Eric Montes

Personal information
- Full name: Eric Montes Arce
- Date of birth: 17 April 1998 (age 28)
- Place of birth: Manresa, Spain
- Height: 1.77 m (5 ft 10 in)
- Positions: Centre back; midfielder;

Team information
- Current team: CE Manresa

Youth career
- 2003–2007: Manresa
- 2007–2008: Gimnàstic Manresa
- 2008–2017: Barcelona

Senior career*
- Years: Team / Apps / (Gls)
- 2017–2019: Peralada / 55 / (4)
- 2018: Girona / 0 / (0)
- 2019–2021: Cultural Leonesa / 41 / (2)
- 2021–2023: Albacete / 27 / (0)
- 2022–2023: → Gimnàstic (loan) / 34 / (1)
- 2023–2025: Algeciras / 57 / (4)
- 2026–: Manresa

= Eric Montes =

Spanish footballer (born 1998)

Eric Montes Arce (born 17 April 1998) is a Spanish professional footballer. He played as either a central defender or a central midfielder. He currently plays for CE Manresa.

==Club career==
Born in Manresa, Barcelona, Catalonia, Montes joined FC Barcelona's youth setup in 2008, from Club Gimnàstic de Manresa. On 27 July 2017, after finishing his formation, he joined Girona FC and was assigned to the reserves in Segunda División B.

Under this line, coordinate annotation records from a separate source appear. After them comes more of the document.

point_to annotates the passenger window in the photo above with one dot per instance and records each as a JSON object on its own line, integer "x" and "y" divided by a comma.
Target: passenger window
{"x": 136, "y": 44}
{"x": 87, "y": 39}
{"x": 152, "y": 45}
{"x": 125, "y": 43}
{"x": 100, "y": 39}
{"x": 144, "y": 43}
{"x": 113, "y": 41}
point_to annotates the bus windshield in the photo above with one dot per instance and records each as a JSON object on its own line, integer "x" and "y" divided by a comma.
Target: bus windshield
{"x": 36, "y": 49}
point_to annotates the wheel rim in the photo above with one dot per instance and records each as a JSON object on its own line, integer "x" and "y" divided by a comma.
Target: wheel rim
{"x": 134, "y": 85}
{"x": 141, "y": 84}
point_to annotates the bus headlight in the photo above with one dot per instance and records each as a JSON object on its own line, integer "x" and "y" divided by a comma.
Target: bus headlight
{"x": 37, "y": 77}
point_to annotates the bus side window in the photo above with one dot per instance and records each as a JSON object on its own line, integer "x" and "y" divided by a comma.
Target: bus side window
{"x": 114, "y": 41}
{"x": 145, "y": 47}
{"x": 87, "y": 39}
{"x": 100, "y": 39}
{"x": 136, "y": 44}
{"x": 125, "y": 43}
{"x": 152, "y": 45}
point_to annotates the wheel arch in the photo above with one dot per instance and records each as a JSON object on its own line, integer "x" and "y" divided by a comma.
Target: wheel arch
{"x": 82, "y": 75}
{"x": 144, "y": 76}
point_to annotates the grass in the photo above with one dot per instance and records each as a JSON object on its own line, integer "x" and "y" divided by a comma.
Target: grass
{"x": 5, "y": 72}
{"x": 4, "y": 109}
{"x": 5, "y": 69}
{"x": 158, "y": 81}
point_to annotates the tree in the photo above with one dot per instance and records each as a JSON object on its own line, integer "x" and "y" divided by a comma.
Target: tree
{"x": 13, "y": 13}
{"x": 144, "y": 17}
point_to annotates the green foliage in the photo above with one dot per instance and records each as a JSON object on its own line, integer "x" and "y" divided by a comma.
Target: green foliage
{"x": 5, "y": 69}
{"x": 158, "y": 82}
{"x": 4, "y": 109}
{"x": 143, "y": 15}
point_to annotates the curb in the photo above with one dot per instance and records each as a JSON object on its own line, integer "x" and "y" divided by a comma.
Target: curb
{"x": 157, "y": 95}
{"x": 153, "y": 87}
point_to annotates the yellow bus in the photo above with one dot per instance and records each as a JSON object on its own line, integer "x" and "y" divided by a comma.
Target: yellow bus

Montes made his senior debut on 20 August 2017, starting in a 0–1 home loss against RCD Mallorca. His first goal came on 21 January of the following year, as he scored the opener in a 1–1 draw at Lleida Esportiu.

Montes made his professional debut on 31 October 2018; coming on as a second-half substitute for injured Douglas Luiz, he scored a last-minute equalizer in a 2–2 away draw against Deportivo Alavés, for the season's Copa del Rey. It was his maiden appearance with the main squad during the campaign, which ended in relegation for both first and B-teams.

On 9 August 2019, Montes signed for Cultural y Deportiva Leonesa in the third division. After two seasons as a starter, he moved to Primera División RFEF team Albacete Balompié on 11 June 2021.

After helping Alba in their promotion to Segunda División, Montes was loaned to Gimnàstic de Tarragona in the third tier on 23 August 2022. Upon returning, he terminated his contract on 10 July 2023, and immediately signed for Algeciras CF in the third tier.

He announced his retirement from professional football on December 19, 2025. In January 2026, he signed for CE Manresa in Tercera Federación, the fifth tier of Spanish football.